- Born: Shambhujeet Baskota March 15, 1957 (age 69) Nepal
- Occupations: Music composer; singer; songwriter;
- Years active: 1971–present
- Spouse: Uttara

= Sambhujeet Baskota =

Nepali music composer (born 1957)

Sambhujeet Baskota (शम्भूजीत बासकोटा; also spelled Sambhujit or Shambhujeet) is a Nepali composer, singer and lyricist. He is considered to be one of the most popular and prolific music composers and singers of Nepali cinema. He has composed music for more than 355 Nepali feature films, more than 2,000 Nepali modern songs, folk songs, and bhajans (religious songs). He currently serves as a member of Vibhushan committee.

He is recognized as director of first Nepali music video Mayalu Timi Tadha, which was released in 1985 and was sung by well-known actor Bhuwan KC. He also works for an anti-drug program to help children.
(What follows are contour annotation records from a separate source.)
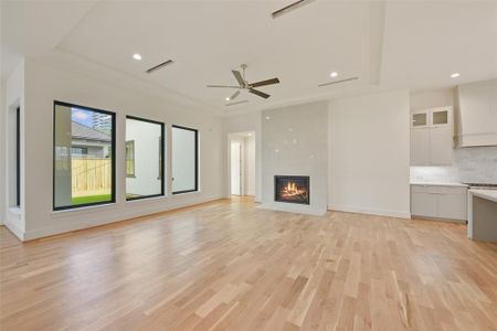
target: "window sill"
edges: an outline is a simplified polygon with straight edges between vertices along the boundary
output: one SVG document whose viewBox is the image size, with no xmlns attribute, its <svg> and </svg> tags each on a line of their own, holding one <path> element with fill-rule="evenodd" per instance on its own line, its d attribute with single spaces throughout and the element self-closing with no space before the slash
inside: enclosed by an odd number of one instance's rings
<svg viewBox="0 0 497 331">
<path fill-rule="evenodd" d="M 142 199 L 131 199 L 126 200 L 126 203 L 136 203 L 136 202 L 152 202 L 158 200 L 165 200 L 167 199 L 167 195 L 160 195 L 160 196 L 150 196 L 150 197 L 142 197 Z"/>
<path fill-rule="evenodd" d="M 19 206 L 10 207 L 9 212 L 14 214 L 14 215 L 21 215 L 22 214 L 22 211 L 21 211 L 21 209 Z"/>
<path fill-rule="evenodd" d="M 96 204 L 96 205 L 87 205 L 87 206 L 82 206 L 82 207 L 52 211 L 52 215 L 63 215 L 63 214 L 71 214 L 71 213 L 77 213 L 77 212 L 94 211 L 94 210 L 99 210 L 103 207 L 116 209 L 117 204 L 115 202 L 109 202 L 109 203 L 103 203 L 103 204 Z"/>
</svg>

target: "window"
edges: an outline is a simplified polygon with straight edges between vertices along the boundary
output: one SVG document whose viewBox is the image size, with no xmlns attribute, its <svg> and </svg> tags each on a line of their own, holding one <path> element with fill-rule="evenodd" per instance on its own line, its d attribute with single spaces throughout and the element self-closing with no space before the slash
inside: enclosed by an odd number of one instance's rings
<svg viewBox="0 0 497 331">
<path fill-rule="evenodd" d="M 126 118 L 126 200 L 163 195 L 163 124 Z"/>
<path fill-rule="evenodd" d="M 126 177 L 135 177 L 135 140 L 126 141 Z"/>
<path fill-rule="evenodd" d="M 71 156 L 73 158 L 86 158 L 88 154 L 88 149 L 86 147 L 72 147 L 71 148 Z"/>
<path fill-rule="evenodd" d="M 54 103 L 53 209 L 115 202 L 115 114 Z"/>
<path fill-rule="evenodd" d="M 199 190 L 198 131 L 172 126 L 172 193 Z"/>
</svg>

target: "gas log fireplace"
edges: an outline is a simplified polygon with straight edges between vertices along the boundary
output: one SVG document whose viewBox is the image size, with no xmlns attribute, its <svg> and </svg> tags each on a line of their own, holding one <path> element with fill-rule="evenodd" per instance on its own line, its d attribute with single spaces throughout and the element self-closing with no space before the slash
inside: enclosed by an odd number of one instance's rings
<svg viewBox="0 0 497 331">
<path fill-rule="evenodd" d="M 278 202 L 309 204 L 308 175 L 275 175 L 274 200 Z"/>
</svg>

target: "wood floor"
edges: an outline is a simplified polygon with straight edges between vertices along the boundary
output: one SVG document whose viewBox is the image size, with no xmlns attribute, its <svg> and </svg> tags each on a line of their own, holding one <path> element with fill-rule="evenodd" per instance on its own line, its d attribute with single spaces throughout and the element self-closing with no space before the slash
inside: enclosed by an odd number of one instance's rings
<svg viewBox="0 0 497 331">
<path fill-rule="evenodd" d="M 218 201 L 1 234 L 0 330 L 497 330 L 497 246 L 461 224 Z"/>
</svg>

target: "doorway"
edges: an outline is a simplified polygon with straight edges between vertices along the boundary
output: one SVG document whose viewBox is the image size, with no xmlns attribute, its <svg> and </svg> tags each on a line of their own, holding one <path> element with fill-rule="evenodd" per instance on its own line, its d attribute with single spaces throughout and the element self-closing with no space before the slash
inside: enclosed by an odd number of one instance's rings
<svg viewBox="0 0 497 331">
<path fill-rule="evenodd" d="M 255 195 L 255 132 L 229 135 L 230 195 Z"/>
</svg>

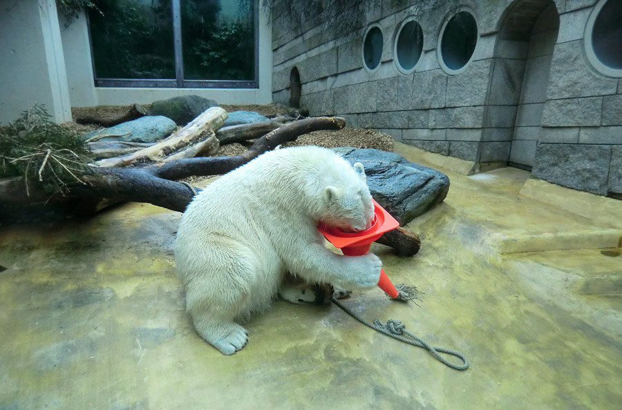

He is one of the singers among 365 artists of Nepal who participated to sing an environmental song titled "Melancholy," which set a Guinness World Record. The song was conceptualized, written, composed and directed by environmentalist Nipesh Dhaka.

Baskota has two sons and two daughters. His son Shauryajeet is also a musical director and composed the music for the film Kusume Rumal 2. Baskota's children are closely associated with the film industry. His daughter Mela Baskota has appeared as a child actress in many Nepali Feature Films.

Baskota was also one of four judges on the fourth season of Nepal Idol, a popular singing reality show in Nepal. He has also been honored with 8th Fr E.L. Watrin Memorial Cultural Award at Survaahini, A Musical Bliss organized by St. Xavier's College.